ECHO readers have come forward to help solve a woman's quest to find the camp where her sick nan was stationed during the war.

Suzy Athey, 31, was inundated with more than 40 calls following her appeal for assistance in tracing the exact place on Canvey where her grandmother served.

Marjorie Gamman, 84, whose maiden name was Coppack, was based on the island with the Air Training Service during the Second World War.

As part of the 625 Battery she helped shoot down enemy planes with anti-aircraft guns.

Mrs Athey said: "We had a brilliant response. I rang her up as soon as the information started coming in and told her we might have found it. She's so happy, she's over the moon."

Suzy, of St Annes Road, Canvey, is planning to bring her nan back to the island from Surrey this weekend to reunite her with her wartime past.
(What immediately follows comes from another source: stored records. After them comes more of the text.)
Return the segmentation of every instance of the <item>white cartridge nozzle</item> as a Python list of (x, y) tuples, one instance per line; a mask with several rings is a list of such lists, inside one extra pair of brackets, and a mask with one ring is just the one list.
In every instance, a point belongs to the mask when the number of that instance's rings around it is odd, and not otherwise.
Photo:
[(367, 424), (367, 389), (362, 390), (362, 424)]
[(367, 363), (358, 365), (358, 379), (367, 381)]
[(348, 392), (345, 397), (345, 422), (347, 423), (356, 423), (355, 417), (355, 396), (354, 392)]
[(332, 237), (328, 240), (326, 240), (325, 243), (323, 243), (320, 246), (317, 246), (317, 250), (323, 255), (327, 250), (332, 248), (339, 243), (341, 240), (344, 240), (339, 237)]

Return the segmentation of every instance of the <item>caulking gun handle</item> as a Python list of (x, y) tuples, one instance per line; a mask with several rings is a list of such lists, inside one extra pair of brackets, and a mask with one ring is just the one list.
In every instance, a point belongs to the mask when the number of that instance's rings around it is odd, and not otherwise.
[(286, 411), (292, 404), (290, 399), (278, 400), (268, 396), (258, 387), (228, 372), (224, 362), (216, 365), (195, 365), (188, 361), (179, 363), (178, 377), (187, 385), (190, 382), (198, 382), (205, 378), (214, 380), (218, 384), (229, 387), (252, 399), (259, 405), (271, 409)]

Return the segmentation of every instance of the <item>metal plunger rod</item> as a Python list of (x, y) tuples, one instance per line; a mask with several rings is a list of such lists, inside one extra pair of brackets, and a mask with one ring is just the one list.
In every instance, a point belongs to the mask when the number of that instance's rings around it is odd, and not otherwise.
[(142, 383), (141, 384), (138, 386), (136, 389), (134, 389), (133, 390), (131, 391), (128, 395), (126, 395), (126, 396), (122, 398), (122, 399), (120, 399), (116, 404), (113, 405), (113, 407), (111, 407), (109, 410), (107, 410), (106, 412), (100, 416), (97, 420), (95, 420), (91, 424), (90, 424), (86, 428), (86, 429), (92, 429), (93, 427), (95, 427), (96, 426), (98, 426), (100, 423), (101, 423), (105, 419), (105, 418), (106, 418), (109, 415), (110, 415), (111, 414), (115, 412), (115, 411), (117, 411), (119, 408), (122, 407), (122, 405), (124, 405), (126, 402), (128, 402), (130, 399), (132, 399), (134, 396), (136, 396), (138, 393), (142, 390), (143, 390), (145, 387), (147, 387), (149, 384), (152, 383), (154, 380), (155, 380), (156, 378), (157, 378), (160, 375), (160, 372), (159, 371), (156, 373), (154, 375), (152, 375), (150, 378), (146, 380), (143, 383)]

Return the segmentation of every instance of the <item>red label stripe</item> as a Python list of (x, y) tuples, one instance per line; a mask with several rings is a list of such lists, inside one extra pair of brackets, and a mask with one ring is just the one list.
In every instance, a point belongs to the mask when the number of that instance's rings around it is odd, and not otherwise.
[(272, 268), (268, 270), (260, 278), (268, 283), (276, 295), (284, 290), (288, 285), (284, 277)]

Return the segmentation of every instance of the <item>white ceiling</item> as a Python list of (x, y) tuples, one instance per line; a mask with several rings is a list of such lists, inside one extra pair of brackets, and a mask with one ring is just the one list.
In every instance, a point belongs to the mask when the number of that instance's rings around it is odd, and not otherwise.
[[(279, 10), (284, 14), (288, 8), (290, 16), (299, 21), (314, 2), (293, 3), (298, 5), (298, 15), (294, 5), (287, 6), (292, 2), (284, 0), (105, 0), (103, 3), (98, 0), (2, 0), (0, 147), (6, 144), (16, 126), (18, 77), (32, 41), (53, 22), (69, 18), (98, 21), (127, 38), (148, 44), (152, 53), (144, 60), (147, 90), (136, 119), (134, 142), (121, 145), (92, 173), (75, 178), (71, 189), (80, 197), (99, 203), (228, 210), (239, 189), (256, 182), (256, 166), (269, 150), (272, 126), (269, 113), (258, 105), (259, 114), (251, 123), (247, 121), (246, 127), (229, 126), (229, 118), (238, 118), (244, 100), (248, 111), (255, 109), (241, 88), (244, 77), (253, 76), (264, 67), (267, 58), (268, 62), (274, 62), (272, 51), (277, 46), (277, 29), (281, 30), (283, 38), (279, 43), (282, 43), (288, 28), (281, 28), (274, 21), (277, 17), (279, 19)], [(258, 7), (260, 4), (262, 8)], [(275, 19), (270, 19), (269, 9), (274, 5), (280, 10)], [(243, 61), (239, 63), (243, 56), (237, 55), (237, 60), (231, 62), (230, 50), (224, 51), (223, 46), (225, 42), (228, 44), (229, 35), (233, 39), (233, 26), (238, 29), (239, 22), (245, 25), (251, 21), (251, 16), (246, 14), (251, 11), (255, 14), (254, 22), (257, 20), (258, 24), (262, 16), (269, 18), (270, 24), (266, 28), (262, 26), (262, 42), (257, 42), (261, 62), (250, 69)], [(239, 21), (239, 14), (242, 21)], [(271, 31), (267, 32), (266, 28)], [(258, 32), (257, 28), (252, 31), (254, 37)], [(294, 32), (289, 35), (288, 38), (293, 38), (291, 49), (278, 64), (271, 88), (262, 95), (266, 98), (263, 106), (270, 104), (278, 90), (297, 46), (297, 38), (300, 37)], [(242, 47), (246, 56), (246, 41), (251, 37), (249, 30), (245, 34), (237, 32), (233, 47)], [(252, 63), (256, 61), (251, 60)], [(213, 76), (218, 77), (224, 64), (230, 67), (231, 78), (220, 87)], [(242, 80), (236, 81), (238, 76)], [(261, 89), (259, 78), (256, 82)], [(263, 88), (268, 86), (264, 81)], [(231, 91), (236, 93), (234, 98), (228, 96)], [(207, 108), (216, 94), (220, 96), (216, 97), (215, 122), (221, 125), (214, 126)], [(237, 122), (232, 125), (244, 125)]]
Fellow Canvey resident Margaret Johnson, 80, rang up the family and arranged to show them the Little Gypps gunsite, near Little Gypps Close, with the help of her son Maurice, 41.

Mrs Johnson said: "I was a kiddy during the war and remember when the camp was up and running."

The Second Avenue resident said the area was nicknamed "the gunny", but was locked up and grassed over following the war.

As a member of the school meals service, she recalled sending out school dinners from the original camp kitchen after the war.

Keen historian David Thorndike, 73, also got in touch.

He said: "I gave the family pictures of what the site looks like today - the gun mountings are still there - plus a map from the 1950s and records confirming the 625 battery she served in. It was a mixed battery for men and women."

Canvey pensioner Iris White, 83, also phoned Mrs Athey to say she served alongside her nan at the camp.

She said: "There were 100 men and 100 women stationed there.

"Being a gunsite we were only allowed out one night in seven because we had to be on duty all the time. There was a happy atmosphere and we all used to go dancing at the Haystack pub."